La présidente de l’Avipa figure parmi les personnes omises. Asmaou Diallo, qui a perdu son fils ainé en marge du massacre du 28-septembre, trouve cela étrange et incompréhensible. Toutefois, elle garde l’espoir d’être indemnisée au terme du procès en appel. Elle dit s’être formellement constituée partie civile dans le dossier auprès du collectif de Me Alpha Amadou DS Bah, avant d’être entendue à l’instruction. « Le ministre de la Justice nous a promis qu’il y aurait un procès en appel. Et à partir de là, les personnes omises feront partie de cette catégorie pour être indemnisées aussi, comme les 334 personnes actuelles. Il y en a d’autres qui se demandent comment se fait-il que moi, en tant que présidente de l’organisation, je sois omise. Je dis que ça, c’est à la discrétion du tribunal », explique-t-elle.

L’espoir de l’appel

Comme la présidente de l’Avipa, d’autres victimes non prises en compte attendent avec espoir ce procès en appel. Me Bah, coordinateur du collectif des avocats de la partie civile, explique qu’il ne s’agira pas d’une nouvelle constitution de partie civile, car, précise-t-il, celle-ci est définitivement clôturée une fois que le ministère public a présenté ses réquisitions, à la fin du procès. Pour lui, il s’agira plutôt de porter à la connaissance du juge d’appel que le premier juge n’a pas pris en compte, dans sa décision, les noms de toutes les parties civiles régulièrement constituées dans le dossier.

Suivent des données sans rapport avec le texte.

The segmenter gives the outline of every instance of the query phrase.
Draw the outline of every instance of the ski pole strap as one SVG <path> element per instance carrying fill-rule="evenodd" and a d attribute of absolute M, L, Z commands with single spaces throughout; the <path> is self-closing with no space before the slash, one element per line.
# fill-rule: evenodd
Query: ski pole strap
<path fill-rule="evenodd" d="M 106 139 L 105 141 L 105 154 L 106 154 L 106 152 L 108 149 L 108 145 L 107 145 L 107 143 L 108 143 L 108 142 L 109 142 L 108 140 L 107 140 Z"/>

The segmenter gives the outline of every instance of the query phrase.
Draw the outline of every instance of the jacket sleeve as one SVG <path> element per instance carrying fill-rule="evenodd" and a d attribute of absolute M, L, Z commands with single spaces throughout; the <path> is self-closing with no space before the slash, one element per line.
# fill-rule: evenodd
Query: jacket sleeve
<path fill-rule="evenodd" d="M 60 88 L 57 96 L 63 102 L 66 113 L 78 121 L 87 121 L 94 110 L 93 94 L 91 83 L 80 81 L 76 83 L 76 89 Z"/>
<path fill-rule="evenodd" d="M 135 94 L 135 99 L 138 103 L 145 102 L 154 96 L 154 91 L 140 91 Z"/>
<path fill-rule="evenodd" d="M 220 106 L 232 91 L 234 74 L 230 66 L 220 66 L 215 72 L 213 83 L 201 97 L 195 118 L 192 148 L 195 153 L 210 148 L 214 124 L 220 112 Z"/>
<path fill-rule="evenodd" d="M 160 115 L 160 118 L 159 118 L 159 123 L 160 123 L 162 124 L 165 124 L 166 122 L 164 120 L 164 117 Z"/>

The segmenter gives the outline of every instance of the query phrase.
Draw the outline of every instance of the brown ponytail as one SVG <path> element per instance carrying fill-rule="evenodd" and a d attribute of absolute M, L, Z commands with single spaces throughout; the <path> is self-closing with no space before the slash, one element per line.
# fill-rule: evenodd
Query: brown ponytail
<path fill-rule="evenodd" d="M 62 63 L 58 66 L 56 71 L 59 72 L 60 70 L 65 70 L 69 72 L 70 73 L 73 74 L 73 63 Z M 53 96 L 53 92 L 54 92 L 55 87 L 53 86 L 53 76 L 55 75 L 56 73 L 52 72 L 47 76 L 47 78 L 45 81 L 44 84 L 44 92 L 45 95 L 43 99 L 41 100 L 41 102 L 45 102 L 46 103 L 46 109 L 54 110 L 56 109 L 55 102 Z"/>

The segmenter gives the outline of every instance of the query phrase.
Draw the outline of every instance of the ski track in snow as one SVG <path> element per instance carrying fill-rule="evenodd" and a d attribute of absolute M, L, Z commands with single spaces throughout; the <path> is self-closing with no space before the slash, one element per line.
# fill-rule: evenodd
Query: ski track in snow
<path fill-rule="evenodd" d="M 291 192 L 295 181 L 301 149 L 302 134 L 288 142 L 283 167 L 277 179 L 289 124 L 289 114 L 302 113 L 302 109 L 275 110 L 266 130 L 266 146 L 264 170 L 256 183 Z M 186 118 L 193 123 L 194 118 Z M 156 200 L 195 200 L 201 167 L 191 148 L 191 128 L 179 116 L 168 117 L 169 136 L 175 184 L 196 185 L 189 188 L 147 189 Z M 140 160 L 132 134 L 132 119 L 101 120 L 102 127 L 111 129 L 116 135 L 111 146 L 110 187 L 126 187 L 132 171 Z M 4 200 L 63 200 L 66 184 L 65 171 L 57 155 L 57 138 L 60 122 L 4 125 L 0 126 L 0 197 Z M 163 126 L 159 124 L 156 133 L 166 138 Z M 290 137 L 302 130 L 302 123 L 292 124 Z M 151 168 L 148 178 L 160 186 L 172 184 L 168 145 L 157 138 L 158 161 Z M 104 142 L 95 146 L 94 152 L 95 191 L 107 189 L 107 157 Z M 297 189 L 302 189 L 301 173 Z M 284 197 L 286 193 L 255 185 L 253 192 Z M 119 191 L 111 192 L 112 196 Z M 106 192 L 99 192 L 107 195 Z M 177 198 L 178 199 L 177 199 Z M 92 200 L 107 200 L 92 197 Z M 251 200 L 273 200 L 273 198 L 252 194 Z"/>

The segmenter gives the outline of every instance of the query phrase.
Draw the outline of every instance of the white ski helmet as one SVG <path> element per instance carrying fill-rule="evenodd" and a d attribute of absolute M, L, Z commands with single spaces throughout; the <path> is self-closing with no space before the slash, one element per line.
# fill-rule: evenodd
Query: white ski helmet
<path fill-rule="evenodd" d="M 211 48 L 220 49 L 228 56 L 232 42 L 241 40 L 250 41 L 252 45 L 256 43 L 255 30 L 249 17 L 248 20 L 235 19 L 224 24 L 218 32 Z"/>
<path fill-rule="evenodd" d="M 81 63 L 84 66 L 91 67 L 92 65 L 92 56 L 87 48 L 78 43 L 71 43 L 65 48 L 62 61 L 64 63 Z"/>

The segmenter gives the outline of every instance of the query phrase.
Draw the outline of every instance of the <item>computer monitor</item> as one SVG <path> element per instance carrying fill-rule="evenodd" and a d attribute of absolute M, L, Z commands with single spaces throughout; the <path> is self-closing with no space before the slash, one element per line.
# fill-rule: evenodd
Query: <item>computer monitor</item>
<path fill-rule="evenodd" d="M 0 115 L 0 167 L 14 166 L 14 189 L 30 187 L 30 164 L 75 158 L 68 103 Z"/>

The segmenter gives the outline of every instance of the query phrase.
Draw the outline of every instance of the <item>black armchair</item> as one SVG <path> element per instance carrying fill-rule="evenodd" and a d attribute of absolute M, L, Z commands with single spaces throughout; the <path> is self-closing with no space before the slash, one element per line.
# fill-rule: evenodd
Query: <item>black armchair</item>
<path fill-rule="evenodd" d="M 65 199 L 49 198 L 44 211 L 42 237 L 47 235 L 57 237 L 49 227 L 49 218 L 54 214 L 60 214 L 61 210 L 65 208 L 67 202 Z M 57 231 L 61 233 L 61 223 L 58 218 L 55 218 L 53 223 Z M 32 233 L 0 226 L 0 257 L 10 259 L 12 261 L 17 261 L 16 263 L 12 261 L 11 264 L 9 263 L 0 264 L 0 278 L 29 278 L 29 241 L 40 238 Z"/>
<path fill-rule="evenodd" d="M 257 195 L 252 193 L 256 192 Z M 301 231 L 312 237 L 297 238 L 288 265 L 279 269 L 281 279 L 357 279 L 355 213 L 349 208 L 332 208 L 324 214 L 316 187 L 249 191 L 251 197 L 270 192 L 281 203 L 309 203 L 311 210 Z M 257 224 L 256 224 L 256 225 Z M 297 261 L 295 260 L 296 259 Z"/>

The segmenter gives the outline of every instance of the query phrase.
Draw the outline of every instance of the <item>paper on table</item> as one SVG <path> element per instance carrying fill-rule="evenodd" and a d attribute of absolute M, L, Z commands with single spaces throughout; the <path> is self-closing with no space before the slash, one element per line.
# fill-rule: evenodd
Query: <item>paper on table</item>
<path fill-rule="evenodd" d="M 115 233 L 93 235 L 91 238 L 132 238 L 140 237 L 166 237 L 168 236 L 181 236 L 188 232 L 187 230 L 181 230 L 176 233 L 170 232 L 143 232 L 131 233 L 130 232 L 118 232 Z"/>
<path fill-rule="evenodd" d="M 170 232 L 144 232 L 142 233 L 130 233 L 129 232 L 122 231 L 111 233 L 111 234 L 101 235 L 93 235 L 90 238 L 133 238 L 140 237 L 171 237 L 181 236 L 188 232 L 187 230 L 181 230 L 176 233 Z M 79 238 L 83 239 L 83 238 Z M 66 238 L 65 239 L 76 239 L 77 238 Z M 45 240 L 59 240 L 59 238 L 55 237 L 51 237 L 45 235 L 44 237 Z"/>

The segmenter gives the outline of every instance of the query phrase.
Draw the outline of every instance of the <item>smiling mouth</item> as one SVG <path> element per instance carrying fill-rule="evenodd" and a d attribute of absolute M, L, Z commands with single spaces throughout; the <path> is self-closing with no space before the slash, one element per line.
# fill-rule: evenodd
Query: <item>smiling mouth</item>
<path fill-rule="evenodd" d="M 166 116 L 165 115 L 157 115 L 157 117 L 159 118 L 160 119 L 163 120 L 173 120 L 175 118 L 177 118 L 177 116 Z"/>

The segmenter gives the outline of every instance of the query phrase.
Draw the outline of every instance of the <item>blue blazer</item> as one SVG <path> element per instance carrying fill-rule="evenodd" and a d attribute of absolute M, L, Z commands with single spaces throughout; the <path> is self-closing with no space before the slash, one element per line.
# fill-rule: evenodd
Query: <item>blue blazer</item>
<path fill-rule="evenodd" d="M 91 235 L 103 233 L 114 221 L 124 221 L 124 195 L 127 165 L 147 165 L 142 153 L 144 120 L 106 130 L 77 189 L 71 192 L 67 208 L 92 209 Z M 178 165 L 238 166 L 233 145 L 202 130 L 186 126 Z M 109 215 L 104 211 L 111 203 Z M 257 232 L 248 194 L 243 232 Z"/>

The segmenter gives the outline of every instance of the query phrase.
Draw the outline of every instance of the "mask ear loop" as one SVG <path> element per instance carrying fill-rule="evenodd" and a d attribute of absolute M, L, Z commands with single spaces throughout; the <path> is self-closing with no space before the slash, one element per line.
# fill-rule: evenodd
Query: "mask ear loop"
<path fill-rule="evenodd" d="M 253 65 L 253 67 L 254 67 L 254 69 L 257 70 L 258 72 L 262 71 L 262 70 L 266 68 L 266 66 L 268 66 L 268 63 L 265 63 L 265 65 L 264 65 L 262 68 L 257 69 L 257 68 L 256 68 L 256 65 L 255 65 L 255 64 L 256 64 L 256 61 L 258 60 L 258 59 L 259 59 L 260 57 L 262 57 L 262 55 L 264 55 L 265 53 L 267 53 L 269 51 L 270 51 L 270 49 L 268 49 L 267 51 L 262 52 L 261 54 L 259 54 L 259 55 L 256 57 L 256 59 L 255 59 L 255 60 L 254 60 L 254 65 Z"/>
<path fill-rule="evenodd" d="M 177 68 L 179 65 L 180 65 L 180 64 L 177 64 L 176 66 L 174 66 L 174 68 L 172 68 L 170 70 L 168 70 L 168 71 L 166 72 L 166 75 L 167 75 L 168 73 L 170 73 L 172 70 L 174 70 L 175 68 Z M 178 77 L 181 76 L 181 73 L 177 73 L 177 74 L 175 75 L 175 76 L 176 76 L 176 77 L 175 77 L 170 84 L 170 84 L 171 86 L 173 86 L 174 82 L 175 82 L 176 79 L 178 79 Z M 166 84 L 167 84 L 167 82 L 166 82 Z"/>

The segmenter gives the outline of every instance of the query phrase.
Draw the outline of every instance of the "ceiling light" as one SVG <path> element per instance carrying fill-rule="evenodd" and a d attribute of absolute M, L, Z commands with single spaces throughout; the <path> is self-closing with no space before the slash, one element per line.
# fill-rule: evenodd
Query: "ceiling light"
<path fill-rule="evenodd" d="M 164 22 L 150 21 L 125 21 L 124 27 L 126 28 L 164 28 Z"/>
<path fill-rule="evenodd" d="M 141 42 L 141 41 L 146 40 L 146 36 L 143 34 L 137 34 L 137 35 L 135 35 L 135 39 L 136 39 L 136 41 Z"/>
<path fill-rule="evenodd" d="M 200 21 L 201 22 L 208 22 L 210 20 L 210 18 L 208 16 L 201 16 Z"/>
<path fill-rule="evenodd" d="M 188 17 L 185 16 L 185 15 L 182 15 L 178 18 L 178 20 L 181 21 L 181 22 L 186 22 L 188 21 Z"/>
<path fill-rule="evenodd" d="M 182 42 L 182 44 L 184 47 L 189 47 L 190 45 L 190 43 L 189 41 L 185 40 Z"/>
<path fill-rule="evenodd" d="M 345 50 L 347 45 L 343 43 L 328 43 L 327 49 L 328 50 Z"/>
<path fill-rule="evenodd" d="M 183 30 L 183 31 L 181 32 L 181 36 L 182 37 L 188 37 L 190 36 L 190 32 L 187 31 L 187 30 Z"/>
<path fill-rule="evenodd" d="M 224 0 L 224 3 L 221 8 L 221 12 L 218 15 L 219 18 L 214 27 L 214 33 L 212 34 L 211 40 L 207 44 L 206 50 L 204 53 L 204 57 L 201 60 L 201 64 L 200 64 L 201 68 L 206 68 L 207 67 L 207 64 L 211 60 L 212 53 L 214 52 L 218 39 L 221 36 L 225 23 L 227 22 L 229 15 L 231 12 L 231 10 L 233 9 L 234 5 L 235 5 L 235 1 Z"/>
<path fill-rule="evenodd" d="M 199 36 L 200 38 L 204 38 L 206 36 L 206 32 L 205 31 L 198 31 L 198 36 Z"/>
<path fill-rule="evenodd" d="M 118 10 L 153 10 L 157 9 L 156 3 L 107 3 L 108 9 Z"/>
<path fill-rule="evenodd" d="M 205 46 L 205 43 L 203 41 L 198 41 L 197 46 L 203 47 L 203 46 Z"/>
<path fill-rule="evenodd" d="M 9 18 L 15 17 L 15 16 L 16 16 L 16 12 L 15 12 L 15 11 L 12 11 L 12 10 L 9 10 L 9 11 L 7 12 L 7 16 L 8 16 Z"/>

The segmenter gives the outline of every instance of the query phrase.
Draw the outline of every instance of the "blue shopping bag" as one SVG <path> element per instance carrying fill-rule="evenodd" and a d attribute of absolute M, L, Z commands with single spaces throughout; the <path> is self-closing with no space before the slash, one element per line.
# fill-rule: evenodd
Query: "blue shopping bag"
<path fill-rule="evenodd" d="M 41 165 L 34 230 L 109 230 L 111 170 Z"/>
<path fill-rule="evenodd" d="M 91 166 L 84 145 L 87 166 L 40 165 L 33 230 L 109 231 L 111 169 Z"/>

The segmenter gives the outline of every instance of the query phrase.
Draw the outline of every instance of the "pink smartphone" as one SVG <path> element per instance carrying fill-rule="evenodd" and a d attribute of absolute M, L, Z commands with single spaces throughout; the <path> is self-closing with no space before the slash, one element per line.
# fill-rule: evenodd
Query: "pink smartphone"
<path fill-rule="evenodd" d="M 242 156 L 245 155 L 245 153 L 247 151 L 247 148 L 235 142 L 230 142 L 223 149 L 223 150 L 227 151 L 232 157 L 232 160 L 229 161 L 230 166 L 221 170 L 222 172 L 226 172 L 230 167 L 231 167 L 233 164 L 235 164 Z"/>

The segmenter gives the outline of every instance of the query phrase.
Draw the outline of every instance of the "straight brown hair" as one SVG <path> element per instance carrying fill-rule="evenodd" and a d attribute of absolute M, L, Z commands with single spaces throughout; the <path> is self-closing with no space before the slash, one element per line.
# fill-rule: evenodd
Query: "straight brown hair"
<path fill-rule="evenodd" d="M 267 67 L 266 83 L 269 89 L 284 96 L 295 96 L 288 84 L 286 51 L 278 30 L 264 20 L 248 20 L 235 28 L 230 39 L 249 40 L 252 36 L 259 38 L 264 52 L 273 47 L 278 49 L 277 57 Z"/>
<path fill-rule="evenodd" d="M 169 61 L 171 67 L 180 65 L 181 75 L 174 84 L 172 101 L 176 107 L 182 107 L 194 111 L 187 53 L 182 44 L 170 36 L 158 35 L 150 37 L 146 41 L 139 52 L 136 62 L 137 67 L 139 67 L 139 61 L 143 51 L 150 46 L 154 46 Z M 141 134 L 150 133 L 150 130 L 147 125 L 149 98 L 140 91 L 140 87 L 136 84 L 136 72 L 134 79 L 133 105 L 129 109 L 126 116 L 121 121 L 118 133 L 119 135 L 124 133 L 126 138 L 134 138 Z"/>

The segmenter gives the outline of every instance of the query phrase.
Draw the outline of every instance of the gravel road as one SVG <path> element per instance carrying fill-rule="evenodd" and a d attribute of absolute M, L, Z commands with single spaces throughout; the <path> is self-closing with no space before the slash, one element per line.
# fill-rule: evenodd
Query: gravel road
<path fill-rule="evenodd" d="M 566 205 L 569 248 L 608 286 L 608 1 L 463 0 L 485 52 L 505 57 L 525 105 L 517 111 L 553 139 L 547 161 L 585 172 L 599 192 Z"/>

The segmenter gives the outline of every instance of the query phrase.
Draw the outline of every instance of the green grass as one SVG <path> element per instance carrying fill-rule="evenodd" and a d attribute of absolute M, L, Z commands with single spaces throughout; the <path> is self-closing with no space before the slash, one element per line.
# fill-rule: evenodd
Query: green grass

Selon lui, les 737 victimes se trouvant sur la liste qu’il a présentée se sont régulièrement constituées parties civiles. Sur l’échantillon de 119 victimes entendues à la barre, une vingtaine n’a pas retrouvé son nom dans la décision du juge, ajoute-t-il. Une deuxième liste de parties civiles avait été déposée par un second avocat, Me Hamidou Barry, qui n’a pas souhaité s’exprimer sur ce sujet.


Tandis que le paiement des indemnisations se poursuit, combien ont à ce jour reçu leur indemnisation ? Comment la commission d’indemnisation compte-elle gérer le cas des victimes non indemnisées ? Ces questions restent sans réponse à ce jour. De source judiciaire, sur les 117,9 milliards de francs guinéens nécessaires pour le paiement des réparations décidées par les juges de première instance, 100 milliards viennent du fonds de souveraineté de la présidence – soit 15 % environ du budget annuel de l’institution présidentielle. L’intégralité des indemnisations devait être supportée par le budget national, dans « un souci de justice sociale, de réconciliation nationale et de réparation des préjudices », précisait le décret présidentiel publié le 26 mars 2025.

Deux jours plus tard, le président de la transition, Mamadi Doumbouya, au pouvoir en Guinée depuis un coup d’État en 2021, avait gracié le capitaine Moussa Dadis Camara pour des raisons de santé. Ce dernier avait été condamné le 31 juillet 2024, avec certains de ses co-accusés, pour crimes contre l’humanité. Au terme de la décision, certaines parties avaient fait appel. Cependant, près d’un an après, le procès en appel n’est toujours pas programmé.